Когда он сказал про памятник самому себе, все засмеялись. Они часто смеялись, люди двадцать второго века, праправнуки. Гораздо чаще, чем их прапрадеды.
— Вы сами — лучшие памятники самим себе, — сказал Никольс.
Штурман насупился.
— Пожалуй, — сказал он. — Мы… я во всяком случае, конечно, живой анахронизм в этом мире.
— Ну что ты, Сережа… — укоризненно сказал Лурье.
— Я не это имел в виду, — перебил его Никольс. — Просто, знаете ли, как у Стивенсона: «Хоум из зэ сэйлор, хоум фром си».
— Да, — усмехнулся Кондратьев. — Только там двумя строчками выше сказано еще: «Хиэ хи лайз уэа хи лонгд ту би».
Никольс спокойно, глядя ему в глаза ласковым взглядом, сказал:
— Вам только надо заменить одно слово в этой строчке. Не «хиэ хи лайз», а «хиэ хи ливз». Или «хиэ хи уоркс». Впрочем, это одно и то же. Вы открыли нам путь в глубокий космос. Это досталось вам не легко. И вам, и многим другим. Вы потеряли свое время и своих друзей, но, поверьте, вы найдете теперь новых друзей и свое новое время. Так я говорю? — спросил он, обращаясь к остальным.
Все кивнули, улыбаясь.
— Возможно, — проворчал штурман.
— Вы не верите? — живо спросил Никольс.
Штурман пожал плечами. Никольс повернулся к Протосу:
— Скажите, врач Протос, может штурман Кондратьев работать?

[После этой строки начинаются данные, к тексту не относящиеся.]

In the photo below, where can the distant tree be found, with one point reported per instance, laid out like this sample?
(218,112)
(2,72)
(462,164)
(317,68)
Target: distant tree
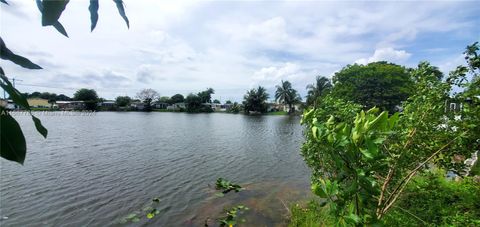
(123,101)
(89,96)
(164,99)
(287,95)
(314,91)
(256,100)
(178,98)
(206,96)
(147,96)
(194,103)
(236,108)
(429,70)
(35,94)
(62,97)
(381,84)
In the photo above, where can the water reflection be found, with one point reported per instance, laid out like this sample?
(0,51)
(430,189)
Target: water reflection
(96,170)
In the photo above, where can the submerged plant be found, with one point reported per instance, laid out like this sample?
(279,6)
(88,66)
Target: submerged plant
(231,219)
(226,186)
(149,210)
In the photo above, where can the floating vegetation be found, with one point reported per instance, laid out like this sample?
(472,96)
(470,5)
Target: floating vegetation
(149,210)
(152,213)
(233,215)
(226,186)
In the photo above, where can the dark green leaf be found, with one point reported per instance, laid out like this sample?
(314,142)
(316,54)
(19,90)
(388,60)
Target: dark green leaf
(52,10)
(121,11)
(13,146)
(57,25)
(39,5)
(7,54)
(38,125)
(93,8)
(15,95)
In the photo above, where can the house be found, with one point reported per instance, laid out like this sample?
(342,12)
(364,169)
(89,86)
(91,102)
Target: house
(160,105)
(70,105)
(177,106)
(107,104)
(221,107)
(8,104)
(38,103)
(138,105)
(456,105)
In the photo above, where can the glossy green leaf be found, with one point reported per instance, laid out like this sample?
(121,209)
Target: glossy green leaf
(38,125)
(57,25)
(13,146)
(314,132)
(121,11)
(7,54)
(93,8)
(366,153)
(319,190)
(52,10)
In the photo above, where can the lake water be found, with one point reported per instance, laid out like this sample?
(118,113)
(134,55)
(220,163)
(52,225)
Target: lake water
(98,170)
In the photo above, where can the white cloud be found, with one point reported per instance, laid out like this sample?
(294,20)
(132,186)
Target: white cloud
(275,74)
(386,54)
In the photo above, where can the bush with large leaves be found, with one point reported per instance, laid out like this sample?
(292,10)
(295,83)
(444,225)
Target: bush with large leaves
(362,165)
(13,146)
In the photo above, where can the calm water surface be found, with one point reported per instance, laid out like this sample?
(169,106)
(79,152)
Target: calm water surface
(97,170)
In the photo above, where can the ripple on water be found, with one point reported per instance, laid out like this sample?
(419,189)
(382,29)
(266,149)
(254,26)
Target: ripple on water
(96,170)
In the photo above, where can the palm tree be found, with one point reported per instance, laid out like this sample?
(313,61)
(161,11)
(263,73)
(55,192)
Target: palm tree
(287,95)
(314,91)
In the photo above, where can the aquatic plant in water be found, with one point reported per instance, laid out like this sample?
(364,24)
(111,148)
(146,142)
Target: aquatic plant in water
(231,219)
(149,209)
(227,186)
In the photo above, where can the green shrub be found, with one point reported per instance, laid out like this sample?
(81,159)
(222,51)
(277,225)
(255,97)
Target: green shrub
(431,199)
(312,214)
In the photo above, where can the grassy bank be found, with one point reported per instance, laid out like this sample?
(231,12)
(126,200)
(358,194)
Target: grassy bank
(277,113)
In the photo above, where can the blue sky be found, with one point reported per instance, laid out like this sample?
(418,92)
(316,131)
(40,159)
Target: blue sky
(231,46)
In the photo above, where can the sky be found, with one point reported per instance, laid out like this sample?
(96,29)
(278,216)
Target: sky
(232,46)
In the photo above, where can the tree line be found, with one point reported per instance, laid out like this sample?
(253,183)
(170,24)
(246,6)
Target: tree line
(378,84)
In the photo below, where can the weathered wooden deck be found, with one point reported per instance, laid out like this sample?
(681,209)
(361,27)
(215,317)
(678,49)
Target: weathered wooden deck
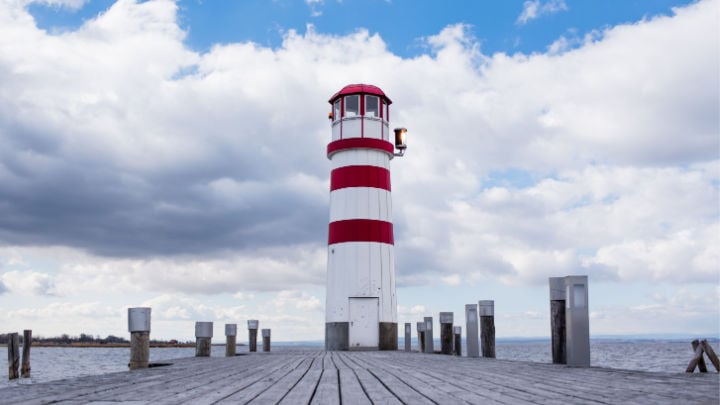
(318,377)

— Штурман Кондратьев не может не работать, — сказал Протос. — Как и любой из нас. Но дело в том, что… Я бы посоветовал штурману Кондратьеву сначала хорошенько осмотреться. И избавиться от своих сомнений. Я уже говорил об этом со штурманом.

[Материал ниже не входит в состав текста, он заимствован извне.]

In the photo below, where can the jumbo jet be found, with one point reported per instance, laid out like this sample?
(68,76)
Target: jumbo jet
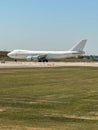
(44,56)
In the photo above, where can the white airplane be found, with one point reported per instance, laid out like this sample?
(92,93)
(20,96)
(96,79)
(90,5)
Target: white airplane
(44,56)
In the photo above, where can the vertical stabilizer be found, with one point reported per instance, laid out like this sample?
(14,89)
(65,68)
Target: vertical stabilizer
(79,47)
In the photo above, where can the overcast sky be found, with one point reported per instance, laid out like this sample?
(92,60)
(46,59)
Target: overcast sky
(48,24)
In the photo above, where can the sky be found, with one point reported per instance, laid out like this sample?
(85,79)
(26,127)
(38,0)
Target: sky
(48,24)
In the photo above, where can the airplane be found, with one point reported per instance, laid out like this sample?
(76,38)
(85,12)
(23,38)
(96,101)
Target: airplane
(44,56)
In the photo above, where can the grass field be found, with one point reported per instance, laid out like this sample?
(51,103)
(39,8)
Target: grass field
(63,98)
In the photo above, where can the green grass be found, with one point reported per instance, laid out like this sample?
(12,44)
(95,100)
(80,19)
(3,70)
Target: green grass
(63,98)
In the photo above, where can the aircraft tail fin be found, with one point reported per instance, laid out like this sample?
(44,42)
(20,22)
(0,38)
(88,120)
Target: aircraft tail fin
(79,47)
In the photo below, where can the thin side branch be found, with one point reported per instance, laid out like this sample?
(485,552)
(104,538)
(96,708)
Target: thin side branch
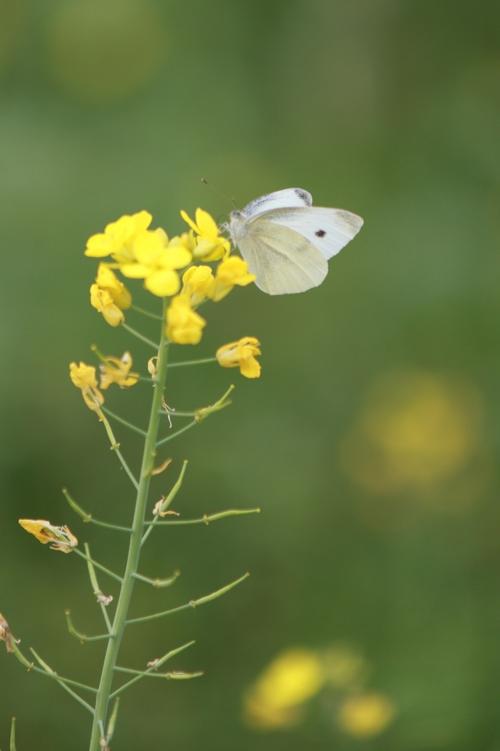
(122,421)
(101,598)
(52,673)
(153,667)
(87,517)
(115,446)
(78,634)
(162,507)
(207,519)
(98,565)
(191,603)
(140,336)
(177,432)
(158,583)
(187,363)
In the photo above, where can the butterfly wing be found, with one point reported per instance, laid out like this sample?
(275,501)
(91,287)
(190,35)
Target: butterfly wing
(283,260)
(329,230)
(280,199)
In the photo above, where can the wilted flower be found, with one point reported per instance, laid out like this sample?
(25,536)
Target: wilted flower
(109,296)
(184,325)
(84,378)
(61,538)
(6,635)
(365,715)
(241,354)
(117,370)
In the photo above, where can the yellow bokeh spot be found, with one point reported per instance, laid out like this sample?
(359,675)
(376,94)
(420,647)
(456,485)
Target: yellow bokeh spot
(416,431)
(365,715)
(290,680)
(102,51)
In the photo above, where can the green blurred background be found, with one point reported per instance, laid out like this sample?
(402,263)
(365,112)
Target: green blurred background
(370,439)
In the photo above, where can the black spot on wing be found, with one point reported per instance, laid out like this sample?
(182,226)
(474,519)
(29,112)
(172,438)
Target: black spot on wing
(303,195)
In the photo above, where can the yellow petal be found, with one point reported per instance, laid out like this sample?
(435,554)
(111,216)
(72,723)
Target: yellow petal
(206,225)
(250,368)
(135,270)
(176,257)
(163,283)
(112,315)
(189,221)
(98,246)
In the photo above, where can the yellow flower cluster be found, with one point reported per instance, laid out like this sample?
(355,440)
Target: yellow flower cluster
(112,370)
(173,268)
(140,252)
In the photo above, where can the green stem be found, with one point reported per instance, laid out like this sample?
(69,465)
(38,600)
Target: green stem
(146,312)
(98,565)
(139,674)
(140,336)
(177,432)
(52,673)
(119,621)
(124,422)
(187,363)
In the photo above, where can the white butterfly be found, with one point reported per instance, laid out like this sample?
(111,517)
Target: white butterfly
(287,241)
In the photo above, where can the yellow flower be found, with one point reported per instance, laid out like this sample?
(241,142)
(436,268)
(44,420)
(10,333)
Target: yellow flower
(117,238)
(62,538)
(109,296)
(293,678)
(230,271)
(117,370)
(241,354)
(210,245)
(6,635)
(84,378)
(417,433)
(155,260)
(184,325)
(198,283)
(365,715)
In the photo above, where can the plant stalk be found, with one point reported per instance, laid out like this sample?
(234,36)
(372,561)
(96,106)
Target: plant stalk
(131,568)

— От каких сомнений? — спросил оператор и поглядел сначала на штурмана, затем на Протоса.
Врач Протос не ответил. Штурман тоже не ответил. Врач Протос хорошо понимал его. Лучше, чем Женька Лурье. Лучше всех в этом мире.

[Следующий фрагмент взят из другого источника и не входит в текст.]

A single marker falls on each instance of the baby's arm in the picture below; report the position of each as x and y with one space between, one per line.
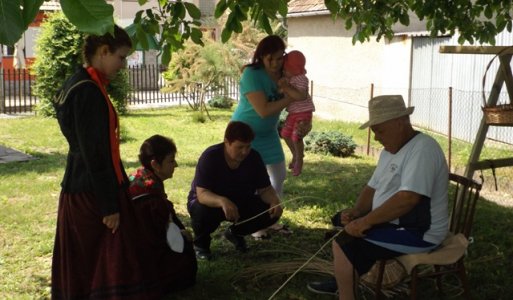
292 91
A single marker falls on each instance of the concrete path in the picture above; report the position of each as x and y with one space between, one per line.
8 155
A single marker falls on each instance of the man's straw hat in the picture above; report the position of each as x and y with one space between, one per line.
386 107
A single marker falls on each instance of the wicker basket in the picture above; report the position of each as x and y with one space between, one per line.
394 273
498 115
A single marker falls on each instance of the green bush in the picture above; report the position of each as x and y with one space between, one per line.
330 142
59 48
221 102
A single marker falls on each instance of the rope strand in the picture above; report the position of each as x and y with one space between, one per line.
306 263
272 207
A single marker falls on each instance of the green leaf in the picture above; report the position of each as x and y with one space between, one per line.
179 10
196 36
488 12
264 23
225 35
166 55
90 16
193 11
30 10
220 9
12 25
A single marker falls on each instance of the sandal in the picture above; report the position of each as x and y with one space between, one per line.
260 235
280 228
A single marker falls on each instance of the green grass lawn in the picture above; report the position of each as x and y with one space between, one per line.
29 195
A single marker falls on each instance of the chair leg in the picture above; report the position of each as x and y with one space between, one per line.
413 284
463 279
438 280
379 280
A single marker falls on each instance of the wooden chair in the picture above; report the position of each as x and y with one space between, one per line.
449 257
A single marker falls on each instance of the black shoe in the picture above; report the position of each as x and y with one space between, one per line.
237 240
328 287
202 254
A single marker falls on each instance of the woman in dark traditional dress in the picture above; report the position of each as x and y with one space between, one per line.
94 256
169 258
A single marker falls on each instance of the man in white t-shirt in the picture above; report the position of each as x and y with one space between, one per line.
403 207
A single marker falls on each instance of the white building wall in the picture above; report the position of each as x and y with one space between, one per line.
342 73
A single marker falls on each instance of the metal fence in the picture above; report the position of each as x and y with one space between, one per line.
16 91
16 95
435 109
431 105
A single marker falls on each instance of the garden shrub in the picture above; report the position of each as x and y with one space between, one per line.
330 142
221 102
59 48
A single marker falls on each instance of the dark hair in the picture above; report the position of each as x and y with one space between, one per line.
239 131
268 45
156 148
93 42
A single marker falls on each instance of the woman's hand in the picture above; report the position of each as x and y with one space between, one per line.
303 128
112 222
231 212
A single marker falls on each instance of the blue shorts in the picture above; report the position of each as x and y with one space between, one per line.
385 241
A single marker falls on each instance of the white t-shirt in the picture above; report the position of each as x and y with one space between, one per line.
420 167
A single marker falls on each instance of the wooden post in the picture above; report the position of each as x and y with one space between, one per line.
449 130
368 129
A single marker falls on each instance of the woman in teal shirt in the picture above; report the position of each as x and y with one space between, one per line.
261 103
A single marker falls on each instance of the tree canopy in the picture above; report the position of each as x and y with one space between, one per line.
176 21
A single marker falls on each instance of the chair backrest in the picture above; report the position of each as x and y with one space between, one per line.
464 201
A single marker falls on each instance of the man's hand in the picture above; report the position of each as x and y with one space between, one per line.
112 222
231 212
357 227
276 210
187 234
348 215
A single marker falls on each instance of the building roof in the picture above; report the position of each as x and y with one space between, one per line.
306 7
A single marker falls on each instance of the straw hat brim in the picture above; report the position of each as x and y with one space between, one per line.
382 119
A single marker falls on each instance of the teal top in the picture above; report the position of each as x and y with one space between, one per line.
267 141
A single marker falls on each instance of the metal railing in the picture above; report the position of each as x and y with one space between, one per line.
16 95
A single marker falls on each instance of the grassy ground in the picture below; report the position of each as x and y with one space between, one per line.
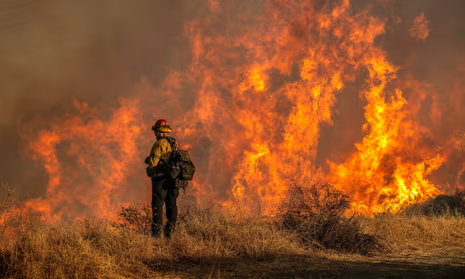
218 243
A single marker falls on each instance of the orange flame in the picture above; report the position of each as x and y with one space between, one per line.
263 80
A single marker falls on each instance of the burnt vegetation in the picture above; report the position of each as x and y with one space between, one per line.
316 215
311 223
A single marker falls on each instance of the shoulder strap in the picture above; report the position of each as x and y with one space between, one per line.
172 142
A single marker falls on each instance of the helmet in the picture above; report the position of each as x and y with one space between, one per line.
162 126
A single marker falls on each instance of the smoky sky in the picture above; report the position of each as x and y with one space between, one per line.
52 51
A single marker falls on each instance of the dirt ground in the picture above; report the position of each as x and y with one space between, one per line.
410 264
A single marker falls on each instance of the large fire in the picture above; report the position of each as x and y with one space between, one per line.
264 79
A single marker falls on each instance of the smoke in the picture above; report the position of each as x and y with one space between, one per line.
53 51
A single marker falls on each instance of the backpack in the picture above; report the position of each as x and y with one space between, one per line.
177 164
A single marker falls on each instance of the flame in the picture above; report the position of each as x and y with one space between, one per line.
263 81
96 155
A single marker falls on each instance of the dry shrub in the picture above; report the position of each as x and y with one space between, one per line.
405 232
137 218
94 248
315 214
446 205
88 249
231 234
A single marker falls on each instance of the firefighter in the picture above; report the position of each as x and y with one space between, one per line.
164 190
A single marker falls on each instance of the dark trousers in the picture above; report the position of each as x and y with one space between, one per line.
164 192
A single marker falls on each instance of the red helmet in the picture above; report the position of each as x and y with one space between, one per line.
162 126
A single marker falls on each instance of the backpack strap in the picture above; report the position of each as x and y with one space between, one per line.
172 141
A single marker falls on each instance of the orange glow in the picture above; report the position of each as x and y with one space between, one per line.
251 105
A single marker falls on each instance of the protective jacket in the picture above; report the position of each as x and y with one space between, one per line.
160 149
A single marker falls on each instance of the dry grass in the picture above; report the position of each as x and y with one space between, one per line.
94 248
99 249
405 232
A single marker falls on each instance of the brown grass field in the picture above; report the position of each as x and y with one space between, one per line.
218 243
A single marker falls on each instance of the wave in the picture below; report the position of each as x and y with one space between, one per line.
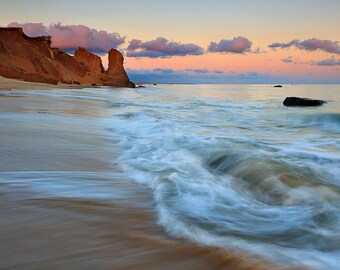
238 193
327 121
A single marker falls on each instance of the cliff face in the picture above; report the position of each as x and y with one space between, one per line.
33 59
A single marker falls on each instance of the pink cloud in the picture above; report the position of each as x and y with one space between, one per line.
161 47
312 44
235 45
70 37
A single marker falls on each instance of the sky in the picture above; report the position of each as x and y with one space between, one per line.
195 41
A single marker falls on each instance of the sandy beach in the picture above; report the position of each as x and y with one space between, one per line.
52 150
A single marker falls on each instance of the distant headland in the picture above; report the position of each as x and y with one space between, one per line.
33 59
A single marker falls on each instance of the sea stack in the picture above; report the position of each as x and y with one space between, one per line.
296 101
33 59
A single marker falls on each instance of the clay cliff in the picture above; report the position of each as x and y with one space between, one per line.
33 59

Кондратьев так задумался, что не заметил, что эскалатор кончился. Он едва успел соскочить на упругую рубчатую площадку перед выходом из здания, и эскалатор сейчас же остановился. Видимо, на эскалаторе никого не было — он включался только тогда, когда кто-нибудь ступал на ступеньку.
— Куда же теперь? — подумал Кондратьев. Он вышел на улицу, широкую и светлую, словно площадь большого города, и остановился, оглядываясь. Это был проспект Восьмого Марта — одна из центральных магистралей уральской столицы. С воздуха такие проспекты казались Кондратьеву гипертрофированными стартовыми полосами для трансокеанских лайнеров эпохи первых звездных. Стартовыми полосами, края и середина которых по чьей-то дикой фантазии засажены ровными шеренгами великолепных сосен и полосами густого кустарника. Стартовыми полосами, окаймленными бесконечными рядами сверкающих стеклом и пластмассой легких многоэтажных зданий. Это зрелище казалось совершенно нелепым бывшему штурману-звездолетчику Кондратьеву, но он никак не мог отделаться от ощущения необычайной свежести и чистоты, какой-то радости и веселого спокойствия, исходившего от высоких коричневых сосен, от сплошных, каких-то диких зарослей кустарников с мягкими колючками, от блестящих стен домов, от матово-серой, безукоризненно гладкой поверхности тротуаров. Впрочем, здесь, в этом городе, все улицы представляли собой сплошные тротуары. Кажется, в городе наземные машины были только грузовыми или специальными, они проносились где-то под городом, и улицы были отданы в безраздельное пользование пешеходам. Улицы-площади. Улицы-сады. Улицы-стадионы и улицы-пляжи. Редко-редко над центральным сквером осторожно снижались вертолеты или какие-то странные шарообразные аппараты, из них прямо в траву соскакивали люди, и вертолеты и летательные аппараты немедленно взвивались в небо и уходили за крыши. А по краям центрального сквера тянулись бесконечной лентой удивительные самодвижущиеся дороги. Они тянулись через многие города, образуя беспрерывную разветвленную материковую систему от Пиренеев до Тянь-Шаня и на юг, через равнины Китая, до Ханоя. И это казалось Кондратьеву куда более неправдоподобным, чем способность праправнуков достигать отдаленнейших звезд за считанные месяцы.